The primary cause of COPD is cigarette smoking or exposure to tobacco smoke.
It is estimated that 90% of the risk for development of COPD is related to
tobacco smoke. The smoke can also be secondhand smoke (tobacco smoke
exhaled by a smoker and then breathed in by a non-smoker).
Other causes of COPD are related to air pollution, such as that seen with
burning coal or wood and with industrial air pollutants.
Infectious diseases that destroy lung tissue and patients with hyperactive
airways or asthma may also contribute to causing this disease.
The physical changes or causes are airway obstruction by thick mucus or by
poor lung tissue compliance (the elasticity, or ability of the lung tissue to
expand) that can either block air from entering the alveoli or by not permitting
the alveoli to expel CO2 because the elastic tissue becomes nonfunctional.

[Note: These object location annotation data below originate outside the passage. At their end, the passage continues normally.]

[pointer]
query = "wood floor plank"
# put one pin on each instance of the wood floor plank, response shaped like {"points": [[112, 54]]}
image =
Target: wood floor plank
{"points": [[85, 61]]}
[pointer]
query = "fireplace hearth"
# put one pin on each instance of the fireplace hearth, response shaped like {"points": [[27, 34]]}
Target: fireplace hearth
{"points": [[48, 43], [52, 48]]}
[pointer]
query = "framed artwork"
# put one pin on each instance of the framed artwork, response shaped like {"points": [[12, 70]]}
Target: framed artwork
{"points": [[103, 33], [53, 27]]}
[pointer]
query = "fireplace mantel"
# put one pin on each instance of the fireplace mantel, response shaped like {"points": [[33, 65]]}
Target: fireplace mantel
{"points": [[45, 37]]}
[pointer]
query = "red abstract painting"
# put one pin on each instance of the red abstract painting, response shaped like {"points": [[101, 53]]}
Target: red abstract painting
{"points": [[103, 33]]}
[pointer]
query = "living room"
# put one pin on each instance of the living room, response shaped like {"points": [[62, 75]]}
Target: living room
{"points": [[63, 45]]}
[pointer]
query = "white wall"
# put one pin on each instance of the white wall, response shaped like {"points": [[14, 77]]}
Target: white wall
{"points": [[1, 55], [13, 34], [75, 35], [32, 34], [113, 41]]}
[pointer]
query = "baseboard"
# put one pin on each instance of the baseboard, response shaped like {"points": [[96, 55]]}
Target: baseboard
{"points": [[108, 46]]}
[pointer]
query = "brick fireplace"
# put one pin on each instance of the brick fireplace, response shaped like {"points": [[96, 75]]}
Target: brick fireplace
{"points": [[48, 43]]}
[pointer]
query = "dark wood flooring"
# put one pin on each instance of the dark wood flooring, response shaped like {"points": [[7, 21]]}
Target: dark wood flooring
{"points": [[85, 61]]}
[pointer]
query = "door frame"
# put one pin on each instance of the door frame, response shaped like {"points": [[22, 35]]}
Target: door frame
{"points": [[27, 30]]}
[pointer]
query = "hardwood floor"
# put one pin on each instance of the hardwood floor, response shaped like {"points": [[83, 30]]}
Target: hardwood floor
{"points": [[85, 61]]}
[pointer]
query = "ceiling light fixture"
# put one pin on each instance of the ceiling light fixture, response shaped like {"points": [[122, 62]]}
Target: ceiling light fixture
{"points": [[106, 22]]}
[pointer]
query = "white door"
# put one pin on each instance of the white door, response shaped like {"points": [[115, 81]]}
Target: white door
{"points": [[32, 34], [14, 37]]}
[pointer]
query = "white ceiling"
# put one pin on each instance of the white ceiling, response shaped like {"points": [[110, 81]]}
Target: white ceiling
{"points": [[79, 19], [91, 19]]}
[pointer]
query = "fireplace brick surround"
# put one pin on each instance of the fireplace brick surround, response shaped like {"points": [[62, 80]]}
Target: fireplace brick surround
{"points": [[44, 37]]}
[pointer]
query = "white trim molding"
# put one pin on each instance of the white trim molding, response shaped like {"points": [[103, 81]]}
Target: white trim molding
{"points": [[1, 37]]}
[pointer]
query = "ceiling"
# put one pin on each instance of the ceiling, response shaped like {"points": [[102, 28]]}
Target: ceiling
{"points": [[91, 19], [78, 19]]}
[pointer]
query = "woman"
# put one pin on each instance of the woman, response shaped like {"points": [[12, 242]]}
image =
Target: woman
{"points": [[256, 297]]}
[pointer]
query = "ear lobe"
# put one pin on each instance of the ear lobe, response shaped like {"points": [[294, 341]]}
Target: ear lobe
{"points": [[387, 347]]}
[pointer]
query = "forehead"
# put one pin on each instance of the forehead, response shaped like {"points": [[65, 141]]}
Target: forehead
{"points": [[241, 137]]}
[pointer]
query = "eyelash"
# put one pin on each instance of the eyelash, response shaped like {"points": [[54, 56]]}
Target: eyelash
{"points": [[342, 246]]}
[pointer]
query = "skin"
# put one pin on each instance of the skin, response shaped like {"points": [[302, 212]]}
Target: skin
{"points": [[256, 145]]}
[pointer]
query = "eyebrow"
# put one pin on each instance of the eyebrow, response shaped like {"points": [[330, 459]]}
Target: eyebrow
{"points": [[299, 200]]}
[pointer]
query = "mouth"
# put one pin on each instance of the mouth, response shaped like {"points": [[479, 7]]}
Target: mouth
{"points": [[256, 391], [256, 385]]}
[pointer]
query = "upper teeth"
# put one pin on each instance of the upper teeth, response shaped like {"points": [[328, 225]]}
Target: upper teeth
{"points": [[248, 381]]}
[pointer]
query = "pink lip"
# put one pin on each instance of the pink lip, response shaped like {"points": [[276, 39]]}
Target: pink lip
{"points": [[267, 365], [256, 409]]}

The
overall result is that oxygen in the air cannot get by obstructions (for
example, thick mucus plugs) to reach alveoli; or as is the case with emphysema
or alpha-1 antitrypsin deficiency, the oxygen or air that reaches alveoli cannot
be expelled. In either case, the exchange of oxygen and carbon dioxide that
usually occurs in healthy alveoli is either inhibited or prevented.
Consequently, the person exhibits a progressive difficulty, first coughing to
remove obstructions like mucus, and then in breathing, especially with exertion.